DSM-IV vs DSM-5: A Shift in Perspective

The transition from DSM-IV to DSM-5 marked a significant shift in how pain-related psychiatric conditions are classified:

Feature

DSM-IV

DSM-5

Somatoform Disorders

Included Somatization Disorder, Pain Disorder, Hypochondriasis

Replaced with Somatic Symptom Disorder (SSD) and Illness Anxiety Disorder

Pain Disorder

Recognized as a distinct diagnosis

Eliminated as a standalone category

Diagnostic Criteria

Focused on medically unexplained symptoms

Emphasizes distress and functional impairment regardless of medical explanation

Multiaxial System

Used five axes including Axis III for medical conditions

Abandoned in favour of a single-axis system

DSM-5’s introduction of Somatic Symptom Disorder (SSD) reflects a paradigm shift: the presence of a medical explanation is no longer required for diagnosis. Instead, emphasis is placed on excessive thoughts, feelings, or behaviours related to somatic symptoms. This change acknowledges the complex interplay between mind and body, but also risks pathologizing normal responses to injury.

Treatment Implications

The diagnostic ambiguity surrounding post-injury pain has direct consequences for treatment:

  • Pharmacological Limitations: Opioids and analgesics offer limited long-term relief and carry risks of dependency.
  • Psychological Interventions: Cognitive Behavioural Therapy (CBT), mindfulness, and Pain Management Programmes (PMPs) have shown efficacy in improving coping and function.
  • Interdisciplinary Care: Best outcomes arise from integrated approaches involving physiotherapists, psychologists, and pain specialists.

Suggestions for those involved in their cases

It is important for solicitors and those involved in the care of patients with SSD and similar conditions to reassure them that their symptoms are real and not "all in their head." Patients need to understand that their pain and discomfort are valid and that their condition is recognised and treatable.
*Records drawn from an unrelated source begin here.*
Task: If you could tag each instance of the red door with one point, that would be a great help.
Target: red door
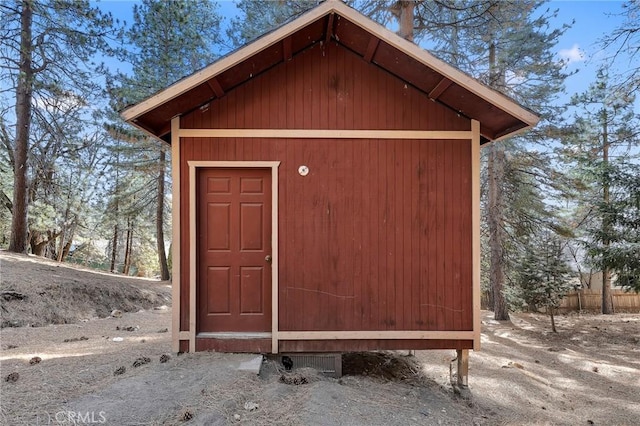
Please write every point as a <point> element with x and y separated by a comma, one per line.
<point>234,250</point>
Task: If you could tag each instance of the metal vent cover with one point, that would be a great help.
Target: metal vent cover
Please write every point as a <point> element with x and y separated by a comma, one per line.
<point>329,364</point>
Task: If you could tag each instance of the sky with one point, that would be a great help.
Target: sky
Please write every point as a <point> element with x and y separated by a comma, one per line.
<point>579,45</point>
Building a supportive and empathetic relationship with the patient can help alleviate some of the associated distress. Solicitors should also work closely with medical professionals to ensure that patients receive appropriate treatment and support throughout the legal process. As in general cases, encouraging open communication and providing clear information about the legal proceedings can help reduce anxiety and improve the patient's overall well-being.

Conclusion

“You say somatic, I say psychosomatic”—this rhetorical tension encapsulates the diagnostic and therapeutic complexity of chronic pain following personal injury. As classification systems evolve and our understanding deepens, clinicians must remain vigilant, empathetic, and evidence-informed. The goal is not merely to label pain, but to alleviate it.

References

  • British Pain Society. Guidelines for Pain Management Programmes for Adults.
  • Medicolegal Partners. The Medicolegal Challenges of Chronic Pain.
  • Faculty of Pain Medicine. Challenges of Long Term Pain Management.
  • Cambridge Core. Differences Between DSM-IV and DSM-5.
  • APA. Highlights of Changes from DSM-IV-TR to DSM-5.